Alter-Européen plutôt qu’européiste
Contacté par « Minute », Philippe Vardon, qui semble ne vouloir fâcher personne, feint de s’étonner de notre étonnement. « Je ne suis pas le premier identitaire à rejoindre le RBM. D’autres l’ont déjà fait et participent aux campagnes municipales. » Certes, Arnaud Naudin, responsable de l’agence d’in­formation identitaire Novopress, participe à la campagne de Robert Mé­nard à Béziers. Sauf qu’il est plus difficile à un cadre de l’importance de Vardon de dire qu’il a vu de la lumière et qu’il est entré.
Questionné sur son régionalisme, Vardon explique : « J’ai déjà répondu à Marie Christine Arnautu dans “Nice Matin“ : être régionaliste, ce n’est pas être indépendantiste.

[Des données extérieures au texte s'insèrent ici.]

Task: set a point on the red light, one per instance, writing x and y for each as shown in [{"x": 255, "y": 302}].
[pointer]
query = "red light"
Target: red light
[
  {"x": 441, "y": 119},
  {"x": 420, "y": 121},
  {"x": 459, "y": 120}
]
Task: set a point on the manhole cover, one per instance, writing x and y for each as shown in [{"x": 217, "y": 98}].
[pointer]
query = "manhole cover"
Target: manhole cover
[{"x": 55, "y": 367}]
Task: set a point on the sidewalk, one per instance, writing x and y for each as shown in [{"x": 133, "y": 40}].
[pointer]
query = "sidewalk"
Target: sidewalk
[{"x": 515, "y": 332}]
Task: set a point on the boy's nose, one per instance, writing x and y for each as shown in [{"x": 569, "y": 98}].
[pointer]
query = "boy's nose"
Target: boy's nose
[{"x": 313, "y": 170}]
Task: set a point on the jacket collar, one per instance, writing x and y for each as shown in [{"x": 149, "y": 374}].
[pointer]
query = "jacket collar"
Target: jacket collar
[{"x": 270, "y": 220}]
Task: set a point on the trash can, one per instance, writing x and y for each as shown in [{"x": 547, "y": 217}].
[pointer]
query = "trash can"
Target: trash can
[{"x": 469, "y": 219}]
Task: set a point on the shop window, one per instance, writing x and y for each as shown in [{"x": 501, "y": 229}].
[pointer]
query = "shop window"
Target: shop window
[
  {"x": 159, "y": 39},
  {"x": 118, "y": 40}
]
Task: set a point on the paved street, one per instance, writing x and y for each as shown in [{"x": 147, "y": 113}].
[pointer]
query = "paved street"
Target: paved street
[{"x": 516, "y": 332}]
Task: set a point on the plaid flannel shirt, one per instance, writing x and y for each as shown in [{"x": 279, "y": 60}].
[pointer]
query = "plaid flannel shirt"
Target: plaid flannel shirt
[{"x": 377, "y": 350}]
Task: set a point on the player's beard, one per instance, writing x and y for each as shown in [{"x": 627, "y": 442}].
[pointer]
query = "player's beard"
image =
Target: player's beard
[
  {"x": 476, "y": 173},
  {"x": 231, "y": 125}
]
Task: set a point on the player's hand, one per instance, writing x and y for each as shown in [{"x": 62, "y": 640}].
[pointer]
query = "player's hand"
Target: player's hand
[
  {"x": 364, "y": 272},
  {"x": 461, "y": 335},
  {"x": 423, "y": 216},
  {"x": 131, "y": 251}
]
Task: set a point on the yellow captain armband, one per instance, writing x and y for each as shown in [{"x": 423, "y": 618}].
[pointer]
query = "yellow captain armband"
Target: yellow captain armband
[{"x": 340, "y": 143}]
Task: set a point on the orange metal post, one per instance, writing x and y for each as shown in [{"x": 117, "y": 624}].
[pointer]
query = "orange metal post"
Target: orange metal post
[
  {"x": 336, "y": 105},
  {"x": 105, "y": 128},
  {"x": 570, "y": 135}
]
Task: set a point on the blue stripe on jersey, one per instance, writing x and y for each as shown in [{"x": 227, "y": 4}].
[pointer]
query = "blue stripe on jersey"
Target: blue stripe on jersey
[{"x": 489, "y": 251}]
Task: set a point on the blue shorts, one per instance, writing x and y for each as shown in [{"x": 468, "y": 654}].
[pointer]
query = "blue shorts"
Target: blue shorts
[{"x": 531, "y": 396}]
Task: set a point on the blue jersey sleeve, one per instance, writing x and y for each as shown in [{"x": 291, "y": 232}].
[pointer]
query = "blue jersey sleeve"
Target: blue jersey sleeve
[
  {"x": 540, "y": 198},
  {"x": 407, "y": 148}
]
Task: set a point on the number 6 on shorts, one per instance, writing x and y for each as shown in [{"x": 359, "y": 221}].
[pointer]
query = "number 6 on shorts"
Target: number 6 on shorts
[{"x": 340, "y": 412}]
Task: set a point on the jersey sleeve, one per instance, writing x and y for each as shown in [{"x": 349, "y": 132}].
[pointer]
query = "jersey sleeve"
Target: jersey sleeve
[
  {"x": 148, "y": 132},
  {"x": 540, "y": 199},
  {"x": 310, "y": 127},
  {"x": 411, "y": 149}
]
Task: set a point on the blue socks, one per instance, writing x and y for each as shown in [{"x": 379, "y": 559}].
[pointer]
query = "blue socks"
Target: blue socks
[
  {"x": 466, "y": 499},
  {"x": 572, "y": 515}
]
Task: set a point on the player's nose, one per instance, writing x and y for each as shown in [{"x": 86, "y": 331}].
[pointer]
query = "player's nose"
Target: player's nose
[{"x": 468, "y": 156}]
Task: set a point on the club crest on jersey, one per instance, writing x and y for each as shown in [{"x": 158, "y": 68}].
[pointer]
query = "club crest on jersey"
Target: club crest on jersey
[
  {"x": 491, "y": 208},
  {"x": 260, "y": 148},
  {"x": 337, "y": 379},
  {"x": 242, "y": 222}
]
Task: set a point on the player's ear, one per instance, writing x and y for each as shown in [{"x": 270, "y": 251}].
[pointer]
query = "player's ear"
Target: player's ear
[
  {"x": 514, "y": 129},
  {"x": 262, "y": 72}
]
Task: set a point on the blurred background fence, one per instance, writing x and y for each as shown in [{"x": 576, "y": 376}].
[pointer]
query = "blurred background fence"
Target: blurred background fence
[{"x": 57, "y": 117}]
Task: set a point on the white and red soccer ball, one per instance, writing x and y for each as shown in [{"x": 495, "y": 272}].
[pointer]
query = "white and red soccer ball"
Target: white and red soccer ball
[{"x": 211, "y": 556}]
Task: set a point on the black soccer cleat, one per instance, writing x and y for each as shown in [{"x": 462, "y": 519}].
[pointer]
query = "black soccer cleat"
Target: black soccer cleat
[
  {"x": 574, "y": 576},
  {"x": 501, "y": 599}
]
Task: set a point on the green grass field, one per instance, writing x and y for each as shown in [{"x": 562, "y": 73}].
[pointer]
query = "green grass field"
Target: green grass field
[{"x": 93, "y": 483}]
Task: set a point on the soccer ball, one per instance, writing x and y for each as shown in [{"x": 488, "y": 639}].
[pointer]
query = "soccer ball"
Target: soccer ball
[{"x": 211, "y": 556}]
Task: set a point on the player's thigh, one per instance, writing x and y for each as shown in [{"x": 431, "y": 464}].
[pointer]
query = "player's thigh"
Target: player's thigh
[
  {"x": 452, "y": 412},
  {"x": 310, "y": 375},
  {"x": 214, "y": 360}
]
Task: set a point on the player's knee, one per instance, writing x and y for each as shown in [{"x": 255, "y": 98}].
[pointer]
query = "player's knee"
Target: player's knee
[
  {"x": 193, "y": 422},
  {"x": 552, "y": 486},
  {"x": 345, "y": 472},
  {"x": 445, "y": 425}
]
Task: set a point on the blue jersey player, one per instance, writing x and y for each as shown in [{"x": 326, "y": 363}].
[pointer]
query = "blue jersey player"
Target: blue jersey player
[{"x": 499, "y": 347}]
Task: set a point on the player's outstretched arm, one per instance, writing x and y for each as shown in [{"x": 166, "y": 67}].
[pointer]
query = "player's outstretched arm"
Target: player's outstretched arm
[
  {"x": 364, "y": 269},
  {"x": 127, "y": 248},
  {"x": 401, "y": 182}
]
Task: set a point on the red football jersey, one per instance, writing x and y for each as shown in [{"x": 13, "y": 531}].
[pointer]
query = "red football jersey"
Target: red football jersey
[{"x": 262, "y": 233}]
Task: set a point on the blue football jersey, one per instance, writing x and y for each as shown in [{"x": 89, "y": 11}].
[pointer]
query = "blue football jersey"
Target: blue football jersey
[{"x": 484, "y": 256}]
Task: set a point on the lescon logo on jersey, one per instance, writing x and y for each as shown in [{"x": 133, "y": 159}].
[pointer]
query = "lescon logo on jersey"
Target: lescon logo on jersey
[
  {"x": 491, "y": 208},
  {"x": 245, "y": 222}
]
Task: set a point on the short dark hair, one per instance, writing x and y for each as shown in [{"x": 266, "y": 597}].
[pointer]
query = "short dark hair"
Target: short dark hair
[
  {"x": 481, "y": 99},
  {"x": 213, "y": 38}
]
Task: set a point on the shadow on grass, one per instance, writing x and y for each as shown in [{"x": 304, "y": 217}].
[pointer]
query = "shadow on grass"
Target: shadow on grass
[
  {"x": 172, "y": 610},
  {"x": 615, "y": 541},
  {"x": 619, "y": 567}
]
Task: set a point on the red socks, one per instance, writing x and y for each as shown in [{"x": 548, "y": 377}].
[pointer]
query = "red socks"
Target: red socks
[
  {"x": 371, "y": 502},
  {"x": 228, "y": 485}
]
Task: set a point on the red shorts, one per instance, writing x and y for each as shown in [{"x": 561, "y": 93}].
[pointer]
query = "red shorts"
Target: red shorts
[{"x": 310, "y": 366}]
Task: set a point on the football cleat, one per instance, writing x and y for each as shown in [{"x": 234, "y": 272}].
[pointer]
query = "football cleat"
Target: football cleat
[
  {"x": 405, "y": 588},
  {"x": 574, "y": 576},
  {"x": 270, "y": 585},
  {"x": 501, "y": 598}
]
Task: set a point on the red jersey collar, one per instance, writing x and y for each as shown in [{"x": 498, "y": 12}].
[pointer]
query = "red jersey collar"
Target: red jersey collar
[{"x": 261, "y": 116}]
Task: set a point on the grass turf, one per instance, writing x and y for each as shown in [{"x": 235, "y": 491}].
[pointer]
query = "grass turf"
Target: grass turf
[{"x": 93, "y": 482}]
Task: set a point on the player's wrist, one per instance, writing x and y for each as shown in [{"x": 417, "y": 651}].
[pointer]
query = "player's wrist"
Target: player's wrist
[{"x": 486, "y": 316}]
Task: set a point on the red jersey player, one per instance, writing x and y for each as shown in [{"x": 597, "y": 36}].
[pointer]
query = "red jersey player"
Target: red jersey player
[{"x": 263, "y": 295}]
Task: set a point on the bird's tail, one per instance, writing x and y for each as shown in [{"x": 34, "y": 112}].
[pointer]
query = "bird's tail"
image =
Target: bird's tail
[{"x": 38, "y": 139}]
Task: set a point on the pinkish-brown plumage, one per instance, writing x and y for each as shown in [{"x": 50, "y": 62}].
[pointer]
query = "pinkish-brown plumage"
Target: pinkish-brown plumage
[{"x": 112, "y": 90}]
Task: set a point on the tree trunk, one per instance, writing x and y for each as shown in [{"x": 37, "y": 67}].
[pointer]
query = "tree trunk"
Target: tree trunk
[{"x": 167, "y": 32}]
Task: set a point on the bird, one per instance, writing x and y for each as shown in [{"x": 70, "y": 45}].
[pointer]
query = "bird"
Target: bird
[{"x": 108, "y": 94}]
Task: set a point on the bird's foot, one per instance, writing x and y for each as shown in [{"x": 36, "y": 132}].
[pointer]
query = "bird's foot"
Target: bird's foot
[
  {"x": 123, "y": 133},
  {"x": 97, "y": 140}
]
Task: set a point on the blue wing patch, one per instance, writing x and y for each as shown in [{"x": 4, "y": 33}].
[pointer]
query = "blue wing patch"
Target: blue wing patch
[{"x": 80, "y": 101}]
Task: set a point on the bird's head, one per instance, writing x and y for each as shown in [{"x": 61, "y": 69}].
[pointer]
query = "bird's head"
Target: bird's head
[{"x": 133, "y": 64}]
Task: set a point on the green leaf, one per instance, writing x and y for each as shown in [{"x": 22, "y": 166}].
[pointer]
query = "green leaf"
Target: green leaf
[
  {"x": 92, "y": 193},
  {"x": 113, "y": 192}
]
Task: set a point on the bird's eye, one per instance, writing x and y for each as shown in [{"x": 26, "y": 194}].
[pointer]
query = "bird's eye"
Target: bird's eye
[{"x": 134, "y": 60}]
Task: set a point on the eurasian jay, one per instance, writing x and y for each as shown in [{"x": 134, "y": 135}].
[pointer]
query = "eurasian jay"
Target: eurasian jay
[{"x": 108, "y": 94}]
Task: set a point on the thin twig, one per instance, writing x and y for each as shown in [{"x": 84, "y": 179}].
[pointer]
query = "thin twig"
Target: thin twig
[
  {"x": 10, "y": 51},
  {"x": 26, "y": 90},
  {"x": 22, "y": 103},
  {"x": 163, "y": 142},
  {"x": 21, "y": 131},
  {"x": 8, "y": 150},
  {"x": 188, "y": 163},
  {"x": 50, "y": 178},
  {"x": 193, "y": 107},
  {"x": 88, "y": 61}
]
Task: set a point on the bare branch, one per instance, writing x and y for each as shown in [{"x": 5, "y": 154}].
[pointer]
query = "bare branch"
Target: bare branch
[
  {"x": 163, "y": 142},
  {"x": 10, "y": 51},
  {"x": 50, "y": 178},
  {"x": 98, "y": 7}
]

D’ailleurs, dans son livre Français d’abord, Le Pen lui-même s’affirmait régionaliste ! » Mais d’ajouter aussitôt, comme s’il craignait d’avoir proféré un gros mot : « Je préfère néanmoins me définir comme un enraciné. »
Et sur le fait qu’il soit ce qu’au FN on appelle un « européiste » ? Réponse de Vardon : « S’il est évident que je suis profondément attaché à l’Europe comme civilisation, je ne critique pas le jacobinisme de Paris pour aller me prosterner devant celui de Bruxelles ! Et j’a­vais fait campagne contre le Traité constitutionnel européen ! Je me considère comme un alter-Européen et me si­tue sur une ligne très proche de celle du géopolitologue Aymeric Chauprade qui vient de rejoindre le FN. »
Et Vardon de clore le débat, un brin agacé : « Il y a certainement moins de différences entre Florian Philippot et moi qu’entre NKM et Lionnel Luca ou Montebourg et Ayrault ! » Là, on tient le pari ! Pour parler clairement, Vardon représente à peu près tout ce que Philippot déteste…
Il reste donc désormais à savoir quel impact cette adhésion au Rassemblement Bleu Marine peut avoir – et notamment si elle en annonce d’au­tres – et quelles vont être les réactions au sein du FN. De Saint-Cloud à Nanterre mais surtout à Nice, où Marie-Christine Arnautu, à qui il a tendu la main à plusieurs re­prises, va devoir composer. Ou pas.